I suppose there are two main reasons why people keep (or display) physical objects: A) There is a perceived utilitarian value (including aesthetic considerations) or B) There is a personal significance connected to the object, a significance rooted in sentimentalism. But the above objects don't fit either criteria for me. They don't provide any value and they don't have any personal meaning. So what is the attraction?

A cynical explanation would be that I am simply being ironic, that I am mocking cultural sensibilities, such as the practice of displaying sentimentality on one's refrigerator door. An alternative explanation might be that I am being Romantic, that in maintaining an authentic artifact of human expression divorced from the particularities of context, I am celebrating the universalities of our experiences, finding beauty in the unfamiliar precisely because it is so familiar ("the shock of recognition," as a critical theorist might say).

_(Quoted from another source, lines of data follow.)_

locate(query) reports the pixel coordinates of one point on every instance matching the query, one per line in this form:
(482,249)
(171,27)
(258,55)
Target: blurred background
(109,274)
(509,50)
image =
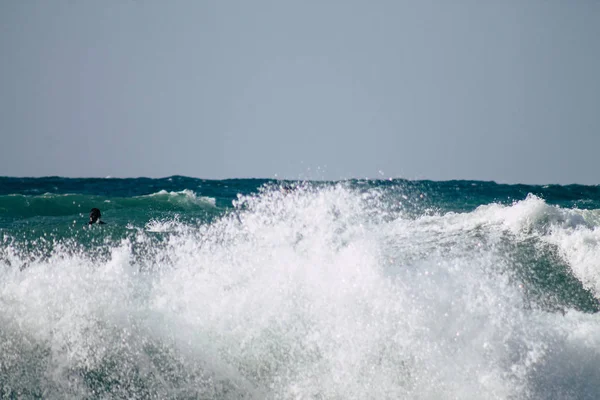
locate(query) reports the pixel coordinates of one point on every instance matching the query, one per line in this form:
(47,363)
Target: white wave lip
(308,294)
(184,196)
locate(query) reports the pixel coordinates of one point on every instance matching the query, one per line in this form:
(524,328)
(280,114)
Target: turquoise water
(265,289)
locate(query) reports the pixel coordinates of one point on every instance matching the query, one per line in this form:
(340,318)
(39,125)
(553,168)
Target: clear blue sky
(491,90)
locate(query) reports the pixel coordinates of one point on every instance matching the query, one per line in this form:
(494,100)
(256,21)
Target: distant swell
(352,290)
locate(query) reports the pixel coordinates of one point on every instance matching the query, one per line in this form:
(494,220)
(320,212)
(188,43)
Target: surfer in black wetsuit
(95,217)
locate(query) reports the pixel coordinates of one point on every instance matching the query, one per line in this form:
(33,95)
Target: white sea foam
(185,195)
(304,294)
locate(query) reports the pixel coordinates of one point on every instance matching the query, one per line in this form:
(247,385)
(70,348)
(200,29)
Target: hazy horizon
(505,92)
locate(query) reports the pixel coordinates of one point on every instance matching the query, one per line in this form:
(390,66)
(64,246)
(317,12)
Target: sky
(468,89)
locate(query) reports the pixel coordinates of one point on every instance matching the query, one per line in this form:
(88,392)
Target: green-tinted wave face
(264,289)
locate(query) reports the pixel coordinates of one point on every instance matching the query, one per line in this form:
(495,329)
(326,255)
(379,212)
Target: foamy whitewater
(254,289)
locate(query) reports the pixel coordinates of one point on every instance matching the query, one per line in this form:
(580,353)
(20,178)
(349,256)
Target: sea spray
(326,291)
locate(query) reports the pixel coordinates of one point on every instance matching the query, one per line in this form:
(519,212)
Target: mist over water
(350,290)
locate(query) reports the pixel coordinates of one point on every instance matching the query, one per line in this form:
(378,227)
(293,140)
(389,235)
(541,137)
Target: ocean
(266,289)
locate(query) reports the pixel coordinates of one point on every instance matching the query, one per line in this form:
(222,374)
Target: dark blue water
(278,289)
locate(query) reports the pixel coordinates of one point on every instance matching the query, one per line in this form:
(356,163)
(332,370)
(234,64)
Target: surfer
(95,217)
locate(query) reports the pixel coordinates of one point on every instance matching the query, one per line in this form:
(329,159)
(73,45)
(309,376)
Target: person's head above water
(95,216)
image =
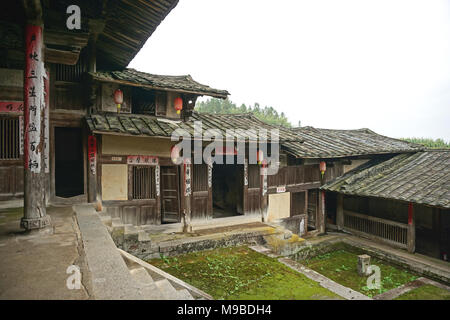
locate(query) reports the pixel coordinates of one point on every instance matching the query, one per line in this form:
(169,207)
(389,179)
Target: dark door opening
(170,196)
(227,189)
(69,164)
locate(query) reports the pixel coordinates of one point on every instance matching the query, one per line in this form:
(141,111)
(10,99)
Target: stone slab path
(396,292)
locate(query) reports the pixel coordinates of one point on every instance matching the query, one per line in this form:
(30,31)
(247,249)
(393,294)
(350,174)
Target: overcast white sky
(383,65)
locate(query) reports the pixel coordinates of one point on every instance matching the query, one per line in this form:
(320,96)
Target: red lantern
(118,99)
(323,167)
(178,104)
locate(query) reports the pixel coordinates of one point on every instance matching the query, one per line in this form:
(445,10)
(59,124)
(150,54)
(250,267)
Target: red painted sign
(92,153)
(142,160)
(226,151)
(11,106)
(410,213)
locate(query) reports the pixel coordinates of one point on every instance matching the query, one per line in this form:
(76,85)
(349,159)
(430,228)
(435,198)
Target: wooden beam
(66,39)
(340,211)
(35,215)
(411,229)
(61,56)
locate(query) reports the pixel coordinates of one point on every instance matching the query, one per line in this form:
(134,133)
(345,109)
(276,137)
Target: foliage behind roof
(145,125)
(136,78)
(422,177)
(330,143)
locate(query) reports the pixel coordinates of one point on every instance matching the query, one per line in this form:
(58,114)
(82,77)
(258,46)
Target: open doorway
(69,164)
(227,190)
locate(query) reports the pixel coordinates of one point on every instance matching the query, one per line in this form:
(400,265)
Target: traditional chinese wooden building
(404,201)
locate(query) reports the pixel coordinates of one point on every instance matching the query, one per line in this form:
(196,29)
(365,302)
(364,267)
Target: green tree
(267,113)
(430,143)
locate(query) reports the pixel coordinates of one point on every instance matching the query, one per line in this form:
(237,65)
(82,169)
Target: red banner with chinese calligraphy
(142,160)
(11,106)
(92,153)
(33,97)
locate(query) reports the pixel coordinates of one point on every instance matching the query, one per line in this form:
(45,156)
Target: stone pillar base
(35,223)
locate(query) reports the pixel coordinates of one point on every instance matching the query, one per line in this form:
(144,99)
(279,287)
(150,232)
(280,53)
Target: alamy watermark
(73,282)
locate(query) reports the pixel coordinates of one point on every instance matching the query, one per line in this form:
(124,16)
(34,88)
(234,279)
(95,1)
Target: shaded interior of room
(227,189)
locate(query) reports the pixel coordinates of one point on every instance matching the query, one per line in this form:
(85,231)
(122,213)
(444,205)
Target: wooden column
(411,229)
(340,211)
(320,218)
(187,191)
(245,188)
(35,216)
(92,169)
(264,195)
(46,154)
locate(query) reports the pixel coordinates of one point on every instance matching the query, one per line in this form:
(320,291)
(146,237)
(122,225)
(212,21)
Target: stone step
(166,289)
(184,294)
(141,275)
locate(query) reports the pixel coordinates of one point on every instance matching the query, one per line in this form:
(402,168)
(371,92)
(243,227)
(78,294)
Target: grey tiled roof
(329,143)
(133,77)
(422,177)
(145,125)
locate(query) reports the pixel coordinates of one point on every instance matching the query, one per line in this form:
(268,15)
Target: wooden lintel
(65,38)
(61,56)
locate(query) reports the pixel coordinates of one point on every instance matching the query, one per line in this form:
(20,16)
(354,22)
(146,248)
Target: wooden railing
(391,232)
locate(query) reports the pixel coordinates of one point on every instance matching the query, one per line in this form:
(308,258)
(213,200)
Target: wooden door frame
(180,190)
(67,124)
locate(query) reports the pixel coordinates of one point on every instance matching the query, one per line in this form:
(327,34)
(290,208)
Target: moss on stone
(11,214)
(425,292)
(340,265)
(241,273)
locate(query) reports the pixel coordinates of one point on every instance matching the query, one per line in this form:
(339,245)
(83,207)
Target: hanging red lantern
(178,104)
(260,156)
(118,99)
(175,154)
(323,167)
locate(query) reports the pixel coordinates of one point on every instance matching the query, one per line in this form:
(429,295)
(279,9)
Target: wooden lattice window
(254,176)
(200,177)
(9,138)
(143,183)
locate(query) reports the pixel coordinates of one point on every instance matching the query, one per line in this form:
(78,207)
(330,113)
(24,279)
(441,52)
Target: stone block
(363,264)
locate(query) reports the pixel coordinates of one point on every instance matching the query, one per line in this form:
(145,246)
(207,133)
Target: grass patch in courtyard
(425,292)
(241,273)
(340,265)
(11,214)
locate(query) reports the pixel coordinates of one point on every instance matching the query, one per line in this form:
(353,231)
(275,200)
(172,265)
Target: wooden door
(170,195)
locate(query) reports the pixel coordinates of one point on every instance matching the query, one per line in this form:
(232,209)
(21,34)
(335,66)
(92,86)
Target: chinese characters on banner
(187,177)
(21,135)
(157,180)
(92,154)
(246,172)
(46,122)
(264,174)
(33,97)
(142,160)
(11,106)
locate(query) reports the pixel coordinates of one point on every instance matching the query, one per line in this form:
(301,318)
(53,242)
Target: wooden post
(92,169)
(320,218)
(46,154)
(340,211)
(187,227)
(35,215)
(411,229)
(264,195)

Another theory may be that I am attracted to the potential that each of these items represents, the narratives that can be constructed around them, and the mysteries that they engender, all without having to worry about the disappointment of the prosaic. Because the narratives will never be known and the mysteries never solved, like Keats's Grecian Urn, this ephemera will only and always have potential.

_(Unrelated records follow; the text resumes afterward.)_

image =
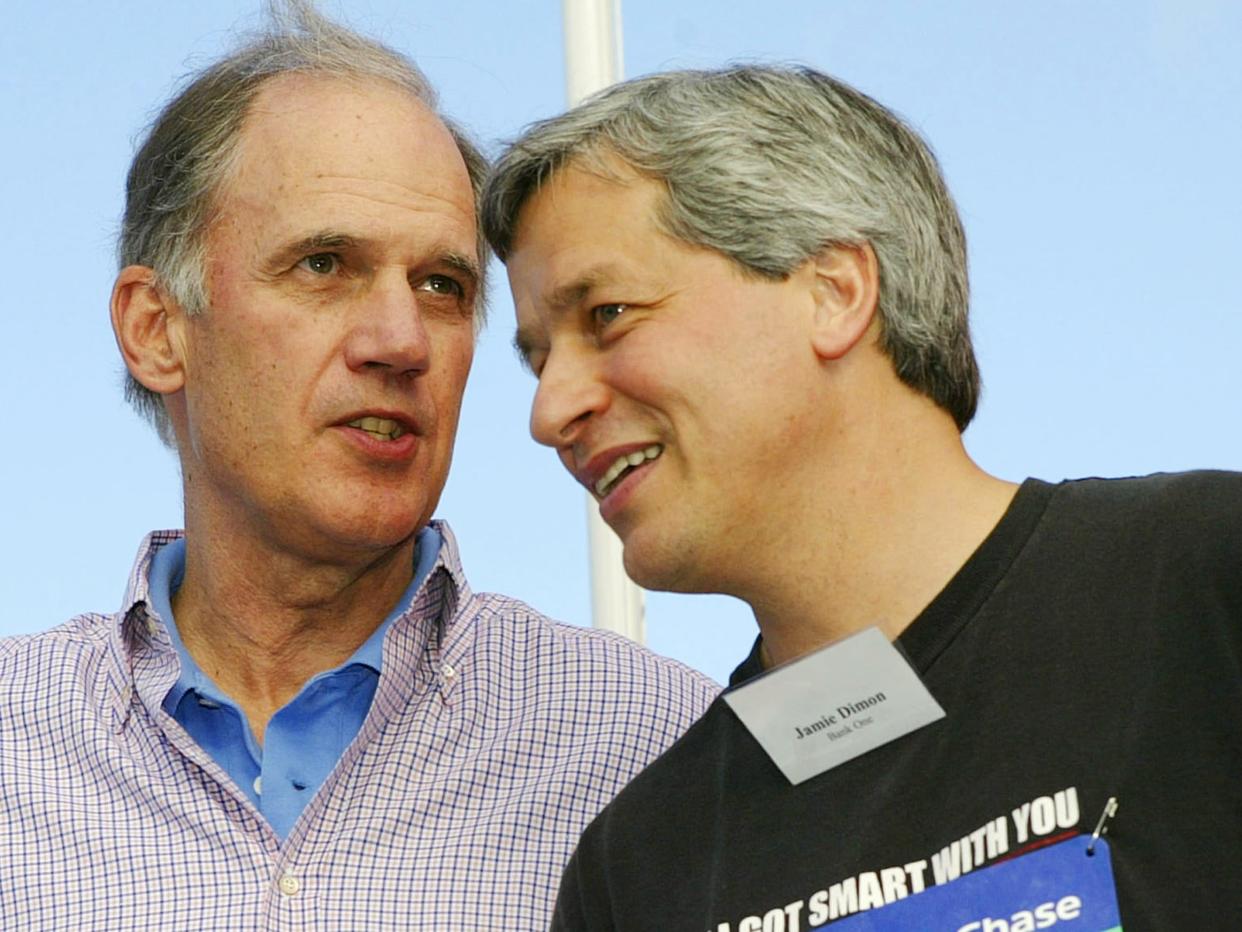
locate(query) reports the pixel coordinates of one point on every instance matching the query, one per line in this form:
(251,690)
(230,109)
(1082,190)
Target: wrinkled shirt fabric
(494,735)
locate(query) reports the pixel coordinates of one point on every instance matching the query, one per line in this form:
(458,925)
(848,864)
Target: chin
(663,567)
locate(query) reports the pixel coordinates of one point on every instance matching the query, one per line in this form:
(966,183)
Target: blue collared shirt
(306,737)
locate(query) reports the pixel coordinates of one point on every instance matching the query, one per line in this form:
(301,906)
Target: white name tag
(834,705)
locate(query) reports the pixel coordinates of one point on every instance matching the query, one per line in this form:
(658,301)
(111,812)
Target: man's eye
(442,285)
(604,315)
(321,262)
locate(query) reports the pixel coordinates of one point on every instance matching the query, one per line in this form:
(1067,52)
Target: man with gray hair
(973,705)
(302,716)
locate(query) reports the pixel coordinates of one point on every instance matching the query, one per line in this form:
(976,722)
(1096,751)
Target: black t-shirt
(1091,648)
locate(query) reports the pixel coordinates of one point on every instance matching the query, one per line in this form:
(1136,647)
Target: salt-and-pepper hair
(190,152)
(768,165)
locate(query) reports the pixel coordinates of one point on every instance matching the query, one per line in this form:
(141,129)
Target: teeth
(622,462)
(379,428)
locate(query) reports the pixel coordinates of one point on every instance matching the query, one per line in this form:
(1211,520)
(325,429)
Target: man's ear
(143,321)
(846,298)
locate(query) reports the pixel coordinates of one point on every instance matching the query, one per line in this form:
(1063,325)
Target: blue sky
(1094,152)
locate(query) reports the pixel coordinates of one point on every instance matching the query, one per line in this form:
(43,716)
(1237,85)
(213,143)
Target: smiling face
(677,389)
(323,384)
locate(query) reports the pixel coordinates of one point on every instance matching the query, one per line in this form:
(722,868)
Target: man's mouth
(622,465)
(379,428)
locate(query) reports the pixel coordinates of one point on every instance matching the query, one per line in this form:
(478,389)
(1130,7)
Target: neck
(261,620)
(889,520)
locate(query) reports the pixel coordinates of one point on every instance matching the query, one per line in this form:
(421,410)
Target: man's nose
(388,331)
(570,393)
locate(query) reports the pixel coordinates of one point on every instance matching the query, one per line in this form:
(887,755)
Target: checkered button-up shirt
(493,737)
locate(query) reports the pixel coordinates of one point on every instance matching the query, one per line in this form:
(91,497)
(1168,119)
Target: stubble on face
(340,281)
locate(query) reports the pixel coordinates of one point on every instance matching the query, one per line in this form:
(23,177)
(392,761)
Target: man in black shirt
(973,706)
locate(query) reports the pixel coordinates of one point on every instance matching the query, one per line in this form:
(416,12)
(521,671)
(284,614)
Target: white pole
(593,61)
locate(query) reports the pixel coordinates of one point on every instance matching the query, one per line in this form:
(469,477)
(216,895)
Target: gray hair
(190,152)
(768,165)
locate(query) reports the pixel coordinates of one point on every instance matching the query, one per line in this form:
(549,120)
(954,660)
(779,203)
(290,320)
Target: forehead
(585,229)
(316,143)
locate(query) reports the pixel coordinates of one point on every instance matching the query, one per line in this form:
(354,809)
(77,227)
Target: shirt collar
(168,568)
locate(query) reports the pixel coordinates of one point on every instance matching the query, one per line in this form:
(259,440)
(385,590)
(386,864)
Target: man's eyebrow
(318,241)
(566,296)
(463,264)
(524,346)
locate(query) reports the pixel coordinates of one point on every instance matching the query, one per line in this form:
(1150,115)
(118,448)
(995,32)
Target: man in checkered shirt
(302,716)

One final possibility: perhaps I am taking part in a ritual act of preservation. In keeping alive something that others cast away (at least in the case of the latter two items), something that has no value to me but may have had some fleeting significance to others, I am doing my part to affirm the validity of those experiences. And perhaps I am doing this in the hope that the favor may be returned, that what I find to be significant will not be carelessly sloughed off by others, but validated in return. So if you happen to have some open space on your refrigerator door, drop me a line. I'd be happy to send you a trifling item to display.